Generali says deal with France's Natixis won't reduce tax bill in Italy
Published by Global Banking & Finance Review®
Posted on February 4, 2025
1 min readLast updated: January 26, 2026

Published by Global Banking & Finance Review®
Posted on February 4, 2025
1 min readLast updated: January 26, 2026

Generali's merger with Natixis won't cut Italian taxes, possibly increasing due to new corporate structure and dividend taxation.
ROME (Reuters) - Italy's biggest insurance group Generali said on Tuesday that its proposed asset management tie-up with France's Natixis would not lead to any reduction of its Italian tax bill.
Generali entered into a non-binding agreement with Natixis-owner BPCE to merge into a NewCo the operations of Generali Investments Holding (GIH) and Natixis Investment Managers, aiming to form Europe's largest asset manager by revenue.
On Tuesday, the Italian company said the deal would not result in any value transfer outside of Italy, nor to any reduction of taxes payable in the country.
It added it was "plausible" that its Italian tax burden would actually increase due to the creation of another level in the corporate chain in Italy, resulting in further taxation of dividends, and the increase in expected taxable dividends for Generali due to the creation of value generated by the NewCo.

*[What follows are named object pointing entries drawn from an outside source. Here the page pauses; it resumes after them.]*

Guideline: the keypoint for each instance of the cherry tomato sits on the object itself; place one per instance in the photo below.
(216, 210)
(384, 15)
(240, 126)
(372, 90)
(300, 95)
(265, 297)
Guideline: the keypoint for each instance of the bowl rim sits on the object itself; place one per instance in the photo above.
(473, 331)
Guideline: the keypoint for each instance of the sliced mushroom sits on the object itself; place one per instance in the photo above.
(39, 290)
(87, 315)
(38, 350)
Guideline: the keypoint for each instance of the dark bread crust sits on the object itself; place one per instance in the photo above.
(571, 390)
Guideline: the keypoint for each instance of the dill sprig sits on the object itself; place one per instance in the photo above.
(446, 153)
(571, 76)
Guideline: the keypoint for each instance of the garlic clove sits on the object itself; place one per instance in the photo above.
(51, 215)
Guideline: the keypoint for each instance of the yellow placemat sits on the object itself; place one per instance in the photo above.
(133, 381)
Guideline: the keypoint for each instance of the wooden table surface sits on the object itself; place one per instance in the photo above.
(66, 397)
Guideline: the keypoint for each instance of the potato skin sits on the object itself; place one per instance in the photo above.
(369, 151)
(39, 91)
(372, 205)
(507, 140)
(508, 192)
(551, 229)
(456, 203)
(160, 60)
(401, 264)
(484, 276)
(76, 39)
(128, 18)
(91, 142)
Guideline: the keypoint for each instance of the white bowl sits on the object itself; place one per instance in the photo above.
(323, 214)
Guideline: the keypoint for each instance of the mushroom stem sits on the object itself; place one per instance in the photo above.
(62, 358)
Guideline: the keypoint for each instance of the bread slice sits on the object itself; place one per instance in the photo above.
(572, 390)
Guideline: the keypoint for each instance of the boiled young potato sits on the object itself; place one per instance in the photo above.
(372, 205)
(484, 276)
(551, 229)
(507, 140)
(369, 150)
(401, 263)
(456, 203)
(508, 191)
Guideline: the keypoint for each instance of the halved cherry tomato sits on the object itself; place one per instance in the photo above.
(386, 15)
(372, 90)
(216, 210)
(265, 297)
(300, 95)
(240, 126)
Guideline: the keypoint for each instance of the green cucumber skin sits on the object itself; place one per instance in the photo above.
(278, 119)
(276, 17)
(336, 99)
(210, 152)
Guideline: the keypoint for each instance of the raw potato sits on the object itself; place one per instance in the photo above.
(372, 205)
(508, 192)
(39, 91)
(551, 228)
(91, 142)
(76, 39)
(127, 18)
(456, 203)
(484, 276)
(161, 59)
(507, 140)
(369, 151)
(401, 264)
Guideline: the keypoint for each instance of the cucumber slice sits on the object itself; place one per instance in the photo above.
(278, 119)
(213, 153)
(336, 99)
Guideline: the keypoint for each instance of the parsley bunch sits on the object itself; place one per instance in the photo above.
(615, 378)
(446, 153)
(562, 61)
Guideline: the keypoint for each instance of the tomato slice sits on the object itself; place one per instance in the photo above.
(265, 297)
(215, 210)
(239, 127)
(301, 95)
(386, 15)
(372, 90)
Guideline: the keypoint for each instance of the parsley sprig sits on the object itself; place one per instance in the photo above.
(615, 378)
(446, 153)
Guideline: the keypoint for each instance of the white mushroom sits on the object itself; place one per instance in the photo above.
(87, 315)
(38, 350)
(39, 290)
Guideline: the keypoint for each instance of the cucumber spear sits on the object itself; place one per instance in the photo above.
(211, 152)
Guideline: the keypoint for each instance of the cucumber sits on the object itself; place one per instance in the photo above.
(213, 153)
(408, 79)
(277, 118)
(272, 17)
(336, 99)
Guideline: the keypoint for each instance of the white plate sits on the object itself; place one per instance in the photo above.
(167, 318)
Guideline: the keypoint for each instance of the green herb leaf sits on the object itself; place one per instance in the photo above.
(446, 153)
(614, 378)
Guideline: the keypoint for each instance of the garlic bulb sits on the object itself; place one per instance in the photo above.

Generali also said it was not its intention, and "nor are there any contractual provisions that could compel it to – reduce its stake or governance rights in (the) NewCo" to be formed with BPCE.
(Writing by Francesca Piscioneri, editing by Alvise Armellini)
The main topic is Generali's asset management deal with Natixis and its impact on Italian taxes.
No, Generali stated the deal will not reduce its Italian tax bill and may actually increase it.
The deal aims to form Europe's largest asset manager by revenue through a merger.